I ran across a great question in Quora, a question and answer website apparently frequented by many technical people. What is the most valuable life skill a person can have? This one stopped me in my tracks.
The Quora readers provided some great answers: resilience, self-confidence, empathy, the ability to learn and communicate, and the ability to be happy. All wonderful insights.
My favorite response was from Jon who said, “The ability to tell a good story”.
Telling a good story makes you memorable. The ability to tell a good story makes a candidate memorable; it may even give the candidate an edge over other candidates who might be more qualified on paper.
I have written three books. In each I use stories to demonstrate the point I am trying to make. I work very hard to make the stories interesting, memorable, and teachable so I don’t preach. The story does the work.
The story does the work for candidates too. The story demonstrates the point a candidate is trying to make without having to brag.
What makes a good story?
- A beginning, middle, and end. It also shares what you learned which brings the listener back to the point you are trying to reinforce with the story. The main point is not always the end.
- Makes them laugh. You don’t have to be a comedian to make them laugh. A good story can be funny. You can poke fun at yourself, at your idiosyncrasies without making yourself look silly.
- Comes to the point without rambling. This comes from knowing what you want to say which comes from planning and practice. Write the story down so you can see it in black and white. Then say it out loud, correcting the story until you make the point without rambling.
- Know your theme. Every story has a purpose. What is yours? Do not share a story unless you are confident it supports your overall theme – the main points you want the interviewer to learn about you.
- Know your characters well. Structure your story so you look good or make the point you want to make. Do not disparage your boss or other characters in your story.
- Be direct. Say what you need to say then be quiet. Get to the point then stop talking. This is related to not rambling.
When I talk to candidates about interviewing I tell a story about a really bad interview I had early in my career.
(Beginning) It was a lunch interview in the big dining room at the Hyatt Regency in Chicago, the one with the stone floors and glass ceiling. It was noisy and crowded. I was very nervous. I was making small talk after we ordered when the bus boy came by with a large tray of glasses on his way to the kitchen.
(Middle) He dropped the entire tray right behind me! The glasses shattered on the stone floor. Glass shards went everywhere including my legs. Blood everywhere. The bus boy hovered, the manager came over, a dozen helpers came to clean up the mess. I was holding my napkin on my calf to stop the bleeding saying to my interviewers, “I am fine. No problem here. Everything is fine.”
(End) I wanted to sink into the floor but I held it together pretending like everything was just fine. We continued with our lunch but I was a wreck inside. I must have appeared calm on the outside. The interviewers offered me the job when we returned to the office.
(What I learned) It was a harrowing experience but I learned that being calm takes the day. My calmness under pressure earned me the job!

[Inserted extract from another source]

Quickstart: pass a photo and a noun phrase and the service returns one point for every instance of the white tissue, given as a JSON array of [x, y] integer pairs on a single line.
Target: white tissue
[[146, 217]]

Stories are a great way to demonstrate what you have done, how you work, and what it is like to work with you. I could have said “I am calm under pressure” but the story demonstrated how I work so much better than just the mere statement.
The listener learns about you and can imagine you working with the team. Practice in advance so you get to the point without rambling using humor, great characters, and situations that apply to the position you want.
I have to agree with Jon. I think telling a good story is a great life skill!